The Last Subway Car
There is one car on every subway line. It never appears on the inventory and no one cleans nor services it.
It doesn’t need either. Its wheels never rust. The steel interior always gleams. The plexiglass over the always-current, eternally-germane advertisements never cracks and never clouds over.
Don’t look at the car too hard, though. Don’t notice it and try to peer through the windows to read those ads. You might see they are all perfectly tailored for you. You might see they call you by name. You may want to get into the brightly-lit car and sit on the perfect green seats.
Don’t. Please. Look away. Find something to read instead — a newspaper, the route map on the kiosk down the platform, an incoming text message from the stranger who saw you looking and somehow knew your number.
You might have already stood and walked toward the car. It is so clean and orderly. The transit employee in the sharply-pressed black pants, longcoat, and the strange long wooden implement in her left hand smiles. It is easy to smile back. Step. Smile.
Longcoat! The longcoat! Transit employees don’t wear longcoats!
Step into the car that once was an ancient boat, poled forward on a river of all things ending. The transit employee smiles wider and asks for the coins that are her due.
Coins! You have no coins! Why don’t you listen?? ANSWER YOUR PHONE! Don’t ge–
The doors snap closed behind you like teeth. The car moves on.
I didn’t write anything last week, you might have noticed.

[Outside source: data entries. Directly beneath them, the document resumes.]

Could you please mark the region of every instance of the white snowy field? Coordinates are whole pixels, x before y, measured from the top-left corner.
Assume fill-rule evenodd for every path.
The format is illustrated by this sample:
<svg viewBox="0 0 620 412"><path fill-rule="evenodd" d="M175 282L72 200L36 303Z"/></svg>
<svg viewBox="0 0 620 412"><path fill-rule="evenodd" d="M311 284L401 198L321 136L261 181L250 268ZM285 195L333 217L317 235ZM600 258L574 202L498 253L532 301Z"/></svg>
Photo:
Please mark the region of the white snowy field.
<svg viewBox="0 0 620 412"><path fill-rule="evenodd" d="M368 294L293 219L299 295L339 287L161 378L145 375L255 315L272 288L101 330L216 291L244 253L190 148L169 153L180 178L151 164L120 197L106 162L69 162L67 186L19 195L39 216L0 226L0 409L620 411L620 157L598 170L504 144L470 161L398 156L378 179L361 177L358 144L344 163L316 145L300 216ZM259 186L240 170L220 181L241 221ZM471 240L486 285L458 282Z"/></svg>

My lack of writing was the subject of this weeks issue of Thursday!, the newsletter that comes out on Wednesday. You might like it. Why not take a look?
Part of the reason for it (and this part isn’t in the newsletter) is I think I’ve been pulling back from writing the truly creepy stories that come to mind. See, I wrote a book mostly for kids. The next couple of books you’re likely to see from me will be like unto the first as well. Writing poetry that will delight a kid (or even a big kid) requires a different mind set than you need to write a story like I wrote last week or today. I like writing stories that snarl a little bit, that creep and titter in the shadows. I like hauling those demons out and slapping them onto paper where we can get a good look at them. Maybe the world looks less horrible because of it.
This week’s story is a return to that. I’ll figure out how to do both. Part of the solution, no doubt, requires that I write the story in my head instead of the story I think might be “best”, whatever that means. I’m sure all you veteran authors are nodding your heads sagely, but this is still new to me! I’ll figure it out, though. Eventually.